Enfin, le 5° supprime le IV de l'article 39, par coordination avec la suppression du caractère expérimental et la pérennisation du dispositif. Actuellement, la rédaction de l'article ne permet la conclusion d'accords ou de conventions de ce type que jusqu'au 31 décembre 1996. La mention d'un rapport sur le bilan de cette mesure, qui figure dans ce paragraphe, est reprise à l'article 3 ci-après de la proposition de loi.
Votre commission, sur cet article, pour les raisons exposées dans l'introduction générale du présent rapport, vous propose huit amendements.
Trois amendements visent à réduire les ambitions affichées par l'article 39 en 1993 : rares en effet sont les entreprises en mesure d'abaisser la durée du travail de 15 % et de procéder à des embauches à hauteur de 10 % de l'effectif moyen annuel. Par souci de réalisme, il est donc proposé d'abaisser ces deux seuils respectivement à 10 % et à 5 %. En conséquence de la réduction de l'effort demandé, l'avantage d'exonération consenti en contrepartie est limité à cinq ans au lieu de dix.
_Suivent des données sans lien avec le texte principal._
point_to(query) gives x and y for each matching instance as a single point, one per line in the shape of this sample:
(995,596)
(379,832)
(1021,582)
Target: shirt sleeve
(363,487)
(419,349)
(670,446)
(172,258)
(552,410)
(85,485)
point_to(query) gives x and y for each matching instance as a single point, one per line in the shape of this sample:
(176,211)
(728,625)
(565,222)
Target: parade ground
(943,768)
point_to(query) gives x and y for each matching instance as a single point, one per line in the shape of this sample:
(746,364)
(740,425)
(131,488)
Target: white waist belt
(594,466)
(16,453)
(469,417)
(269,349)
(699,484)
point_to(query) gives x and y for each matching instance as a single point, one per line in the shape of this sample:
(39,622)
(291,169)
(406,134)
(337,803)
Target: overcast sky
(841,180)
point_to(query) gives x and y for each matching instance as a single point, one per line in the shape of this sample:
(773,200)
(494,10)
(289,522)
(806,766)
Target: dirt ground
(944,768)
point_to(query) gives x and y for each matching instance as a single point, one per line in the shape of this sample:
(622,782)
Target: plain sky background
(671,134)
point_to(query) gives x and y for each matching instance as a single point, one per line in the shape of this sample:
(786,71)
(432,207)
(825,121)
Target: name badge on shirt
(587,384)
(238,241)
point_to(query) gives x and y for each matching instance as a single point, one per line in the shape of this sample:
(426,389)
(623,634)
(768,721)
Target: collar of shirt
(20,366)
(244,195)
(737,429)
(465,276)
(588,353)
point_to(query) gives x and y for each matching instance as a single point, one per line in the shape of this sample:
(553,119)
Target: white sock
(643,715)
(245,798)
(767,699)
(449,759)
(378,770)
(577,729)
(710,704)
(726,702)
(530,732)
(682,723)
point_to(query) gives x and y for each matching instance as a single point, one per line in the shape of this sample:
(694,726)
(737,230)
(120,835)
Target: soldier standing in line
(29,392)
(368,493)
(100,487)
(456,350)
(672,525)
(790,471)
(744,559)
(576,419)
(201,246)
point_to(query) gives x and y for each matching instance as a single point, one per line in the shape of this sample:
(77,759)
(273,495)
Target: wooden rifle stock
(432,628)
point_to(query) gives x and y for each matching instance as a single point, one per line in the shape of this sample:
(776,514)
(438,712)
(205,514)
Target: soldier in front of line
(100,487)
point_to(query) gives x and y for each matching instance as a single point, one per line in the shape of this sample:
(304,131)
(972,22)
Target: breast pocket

Un autre amendement réintroduit, parce qu'il n'est pas possible de laisser croire que la diminution du temps de travail peut se faire sans diminution de salaire, et dans le but de favoriser l'articulation du dispositif avec le temps partiel, l'obligation de réduire les salaires. La commission souhaite préciser que cette réduction n'a pas à s'appliquer au cas par cas, mais plutôt en moyenne, ou en terme de masse salariale. Il reviendra donc à l'accord de prévoir une modulation de ces réductions.
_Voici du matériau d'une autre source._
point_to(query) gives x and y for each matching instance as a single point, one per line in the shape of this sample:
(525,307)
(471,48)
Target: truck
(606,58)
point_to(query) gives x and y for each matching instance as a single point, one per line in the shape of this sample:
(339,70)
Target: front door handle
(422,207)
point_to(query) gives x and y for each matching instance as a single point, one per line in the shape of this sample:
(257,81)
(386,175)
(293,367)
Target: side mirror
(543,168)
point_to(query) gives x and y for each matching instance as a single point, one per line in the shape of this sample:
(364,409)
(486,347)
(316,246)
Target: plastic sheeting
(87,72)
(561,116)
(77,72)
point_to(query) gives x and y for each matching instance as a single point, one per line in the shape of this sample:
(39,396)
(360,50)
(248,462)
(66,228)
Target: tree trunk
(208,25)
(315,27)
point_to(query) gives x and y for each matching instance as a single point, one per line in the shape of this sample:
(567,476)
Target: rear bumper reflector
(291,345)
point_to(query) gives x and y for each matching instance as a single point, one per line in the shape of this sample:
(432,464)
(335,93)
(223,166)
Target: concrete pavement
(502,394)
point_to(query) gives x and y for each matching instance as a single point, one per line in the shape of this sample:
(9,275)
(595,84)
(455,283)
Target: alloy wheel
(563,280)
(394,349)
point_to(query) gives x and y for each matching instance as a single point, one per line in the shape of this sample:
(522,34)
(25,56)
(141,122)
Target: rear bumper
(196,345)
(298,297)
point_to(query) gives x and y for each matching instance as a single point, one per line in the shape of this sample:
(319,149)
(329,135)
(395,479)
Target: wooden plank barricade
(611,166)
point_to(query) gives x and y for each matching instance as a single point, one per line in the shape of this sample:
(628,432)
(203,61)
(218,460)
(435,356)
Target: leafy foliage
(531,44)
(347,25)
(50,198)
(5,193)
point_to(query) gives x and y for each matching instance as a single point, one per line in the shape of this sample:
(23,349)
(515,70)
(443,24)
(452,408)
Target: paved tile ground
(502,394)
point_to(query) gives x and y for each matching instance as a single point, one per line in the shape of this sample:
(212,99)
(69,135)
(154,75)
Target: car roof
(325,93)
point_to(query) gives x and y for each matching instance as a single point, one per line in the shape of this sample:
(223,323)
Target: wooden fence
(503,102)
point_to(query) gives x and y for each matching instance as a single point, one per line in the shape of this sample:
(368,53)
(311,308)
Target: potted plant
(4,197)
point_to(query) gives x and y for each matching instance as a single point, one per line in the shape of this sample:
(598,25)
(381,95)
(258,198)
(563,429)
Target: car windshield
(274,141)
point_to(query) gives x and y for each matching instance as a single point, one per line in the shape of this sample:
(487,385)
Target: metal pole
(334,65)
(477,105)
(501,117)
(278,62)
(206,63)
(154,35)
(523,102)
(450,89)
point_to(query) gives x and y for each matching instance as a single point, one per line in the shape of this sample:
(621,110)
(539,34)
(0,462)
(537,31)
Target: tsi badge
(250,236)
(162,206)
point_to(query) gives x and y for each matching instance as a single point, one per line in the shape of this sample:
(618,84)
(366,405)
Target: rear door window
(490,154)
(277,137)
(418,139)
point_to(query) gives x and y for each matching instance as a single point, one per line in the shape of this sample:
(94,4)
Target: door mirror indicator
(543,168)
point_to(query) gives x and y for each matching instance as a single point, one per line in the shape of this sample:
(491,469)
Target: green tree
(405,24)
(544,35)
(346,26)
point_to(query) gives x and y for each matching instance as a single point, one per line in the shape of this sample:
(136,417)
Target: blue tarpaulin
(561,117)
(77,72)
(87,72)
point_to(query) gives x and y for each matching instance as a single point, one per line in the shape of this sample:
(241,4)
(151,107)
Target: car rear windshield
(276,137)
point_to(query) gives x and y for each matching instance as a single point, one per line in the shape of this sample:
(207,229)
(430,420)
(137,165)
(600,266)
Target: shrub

Par ailleurs, considérant que l'échec relatif de l'article 39 n'est pas dû au taux de l'allégement de charges, mais aux objectifs trop ambitieux, votre commission a considéré qu'il n'y avait pas lieu de le changer et propose par amendement de revenir au taux initial.
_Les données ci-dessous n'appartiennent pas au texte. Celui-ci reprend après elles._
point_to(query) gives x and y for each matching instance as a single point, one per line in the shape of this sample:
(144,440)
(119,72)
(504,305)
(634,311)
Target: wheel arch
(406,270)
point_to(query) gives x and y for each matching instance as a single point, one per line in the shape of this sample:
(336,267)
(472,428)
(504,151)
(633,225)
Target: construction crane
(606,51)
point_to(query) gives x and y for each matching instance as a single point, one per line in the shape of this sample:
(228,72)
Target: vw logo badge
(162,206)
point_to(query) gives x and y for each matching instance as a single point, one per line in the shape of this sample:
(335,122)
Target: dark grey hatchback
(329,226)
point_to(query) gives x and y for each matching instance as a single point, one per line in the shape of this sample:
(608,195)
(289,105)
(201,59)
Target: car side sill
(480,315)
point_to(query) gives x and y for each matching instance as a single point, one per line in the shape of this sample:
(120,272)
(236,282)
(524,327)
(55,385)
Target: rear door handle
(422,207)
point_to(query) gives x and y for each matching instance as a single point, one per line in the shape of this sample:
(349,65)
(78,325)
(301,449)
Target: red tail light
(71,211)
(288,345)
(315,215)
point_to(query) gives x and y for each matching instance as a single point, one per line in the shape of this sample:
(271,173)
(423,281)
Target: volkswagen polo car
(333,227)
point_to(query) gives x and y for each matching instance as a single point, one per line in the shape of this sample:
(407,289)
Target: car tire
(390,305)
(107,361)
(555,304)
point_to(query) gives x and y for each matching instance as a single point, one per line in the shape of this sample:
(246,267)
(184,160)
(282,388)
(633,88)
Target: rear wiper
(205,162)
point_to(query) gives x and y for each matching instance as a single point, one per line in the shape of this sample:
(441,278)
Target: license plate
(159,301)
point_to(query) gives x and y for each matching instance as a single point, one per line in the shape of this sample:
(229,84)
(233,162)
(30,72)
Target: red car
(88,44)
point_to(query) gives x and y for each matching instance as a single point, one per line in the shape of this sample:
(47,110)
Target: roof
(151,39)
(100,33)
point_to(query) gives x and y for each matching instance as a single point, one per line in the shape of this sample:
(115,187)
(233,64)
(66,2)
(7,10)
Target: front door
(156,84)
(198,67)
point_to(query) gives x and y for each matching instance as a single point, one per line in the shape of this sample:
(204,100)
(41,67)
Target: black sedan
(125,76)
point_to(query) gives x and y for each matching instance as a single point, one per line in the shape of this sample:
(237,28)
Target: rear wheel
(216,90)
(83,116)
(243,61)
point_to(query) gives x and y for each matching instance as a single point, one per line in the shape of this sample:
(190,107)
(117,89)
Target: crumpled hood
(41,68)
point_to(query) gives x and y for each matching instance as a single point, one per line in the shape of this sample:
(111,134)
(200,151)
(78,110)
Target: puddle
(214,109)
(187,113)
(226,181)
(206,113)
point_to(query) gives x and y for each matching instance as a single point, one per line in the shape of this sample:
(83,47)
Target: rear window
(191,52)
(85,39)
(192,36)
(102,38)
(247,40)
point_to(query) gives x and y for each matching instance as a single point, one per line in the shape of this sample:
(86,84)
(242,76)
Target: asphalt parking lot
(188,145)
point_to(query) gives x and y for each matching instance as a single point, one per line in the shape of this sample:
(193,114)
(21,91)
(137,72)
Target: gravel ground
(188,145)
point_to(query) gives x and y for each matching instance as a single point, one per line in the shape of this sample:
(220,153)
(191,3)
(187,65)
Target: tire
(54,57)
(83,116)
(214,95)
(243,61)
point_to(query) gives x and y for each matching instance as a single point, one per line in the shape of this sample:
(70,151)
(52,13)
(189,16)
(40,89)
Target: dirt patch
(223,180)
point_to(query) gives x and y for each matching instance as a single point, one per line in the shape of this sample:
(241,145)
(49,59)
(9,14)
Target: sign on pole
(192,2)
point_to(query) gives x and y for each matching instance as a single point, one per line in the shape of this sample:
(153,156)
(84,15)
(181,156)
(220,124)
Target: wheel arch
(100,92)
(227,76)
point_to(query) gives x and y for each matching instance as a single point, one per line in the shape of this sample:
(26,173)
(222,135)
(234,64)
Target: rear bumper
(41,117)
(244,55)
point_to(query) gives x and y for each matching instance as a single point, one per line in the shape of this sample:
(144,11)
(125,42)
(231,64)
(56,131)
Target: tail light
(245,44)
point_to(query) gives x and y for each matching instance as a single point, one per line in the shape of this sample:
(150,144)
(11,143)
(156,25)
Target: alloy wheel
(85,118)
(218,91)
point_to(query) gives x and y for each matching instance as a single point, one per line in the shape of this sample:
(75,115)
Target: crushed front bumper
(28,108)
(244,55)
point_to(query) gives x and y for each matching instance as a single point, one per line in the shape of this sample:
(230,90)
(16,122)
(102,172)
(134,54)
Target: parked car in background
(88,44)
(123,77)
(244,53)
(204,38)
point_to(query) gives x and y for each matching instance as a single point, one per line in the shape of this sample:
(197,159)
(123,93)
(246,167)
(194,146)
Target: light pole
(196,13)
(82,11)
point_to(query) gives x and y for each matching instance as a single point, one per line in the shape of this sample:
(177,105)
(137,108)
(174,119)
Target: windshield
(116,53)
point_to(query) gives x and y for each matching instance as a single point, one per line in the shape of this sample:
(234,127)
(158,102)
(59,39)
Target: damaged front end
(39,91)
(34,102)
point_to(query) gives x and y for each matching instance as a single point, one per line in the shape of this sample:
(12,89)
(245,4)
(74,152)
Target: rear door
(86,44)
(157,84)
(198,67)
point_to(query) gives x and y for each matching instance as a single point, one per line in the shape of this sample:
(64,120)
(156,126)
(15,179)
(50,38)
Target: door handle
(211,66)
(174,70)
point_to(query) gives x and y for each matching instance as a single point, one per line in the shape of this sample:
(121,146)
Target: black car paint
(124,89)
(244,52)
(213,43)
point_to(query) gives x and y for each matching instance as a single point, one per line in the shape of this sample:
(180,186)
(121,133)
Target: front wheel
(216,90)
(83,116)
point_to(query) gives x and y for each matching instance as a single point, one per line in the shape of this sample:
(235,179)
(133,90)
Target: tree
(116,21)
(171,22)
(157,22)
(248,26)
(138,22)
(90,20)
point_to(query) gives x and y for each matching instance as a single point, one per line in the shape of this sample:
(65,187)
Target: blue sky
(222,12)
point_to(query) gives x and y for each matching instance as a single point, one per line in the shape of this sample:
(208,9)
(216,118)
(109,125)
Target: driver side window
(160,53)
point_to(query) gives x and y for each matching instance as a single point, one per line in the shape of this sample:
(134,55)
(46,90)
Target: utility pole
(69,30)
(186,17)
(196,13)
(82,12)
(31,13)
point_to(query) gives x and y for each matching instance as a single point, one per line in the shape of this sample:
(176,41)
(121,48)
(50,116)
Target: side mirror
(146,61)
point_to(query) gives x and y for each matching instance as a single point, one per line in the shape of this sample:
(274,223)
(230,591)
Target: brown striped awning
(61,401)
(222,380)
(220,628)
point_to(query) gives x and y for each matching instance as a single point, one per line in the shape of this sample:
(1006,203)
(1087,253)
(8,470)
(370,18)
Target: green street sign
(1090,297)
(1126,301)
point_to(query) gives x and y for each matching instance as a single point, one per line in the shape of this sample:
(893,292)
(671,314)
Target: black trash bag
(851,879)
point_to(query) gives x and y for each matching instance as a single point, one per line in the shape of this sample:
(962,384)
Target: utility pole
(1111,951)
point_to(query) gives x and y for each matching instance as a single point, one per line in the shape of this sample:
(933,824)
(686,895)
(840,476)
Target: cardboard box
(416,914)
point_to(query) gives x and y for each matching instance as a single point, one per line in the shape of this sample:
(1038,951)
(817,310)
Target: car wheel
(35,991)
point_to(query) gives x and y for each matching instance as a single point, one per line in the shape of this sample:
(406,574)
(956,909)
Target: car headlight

Concernant le délai dans lequel l'entreprise doit procéder aux embauches compensatoires, votre commission a considéré que les six mois impartis ne pouvaient pas être respectés par les grosses entreprises. Aussi, par pragmatisme, elle propose un amendement renvoyant à la convention signée avec l'État la fixation du délai, en précisant cependant que celui-ci ne peut excéder un an.
Par ailleurs, considérant qu'il était excessif de maintenir l'exonération de charges sociales si l'effectif était réduit, elle propose un amendement mettant dans ce cas fin à l'exonération. Néanmoins, pour donner une certaine souplesse au dispositif, il est proposé un délai de régularisation d'un an, délai qui s'appliquera également au cas où l'horaire collectif serait de nouveau augmenté (pour ce cas, dans la rédaction actuelle, la suppression de l'exonération est immédiate).
L'effort consenti par une entreprise qui passe de 35 heures à 33 heures n'est pas le même que celui consenti par une entreprise qui passe de 39 heures à 33 heures. En conséquence, la proposition de loi module la diminution d'horaire et l'augmentation de l'effectif. Cependant, l'exonération reste à 50 (ou 40) et 30 %, ce qui n'est pas logique : il convient donc de renvoyer également à la convention la fixation du taux d'exonération. Tel est l'objet du dernier amendement présenté sur cet article.
Votre commission vous demande d'adopter cet article ainsi modifié.
* 1 Par comparaison aux modulations de type I et II (cf. art. L. 212-8 et suivants institués par la loi du 19 juin 1987).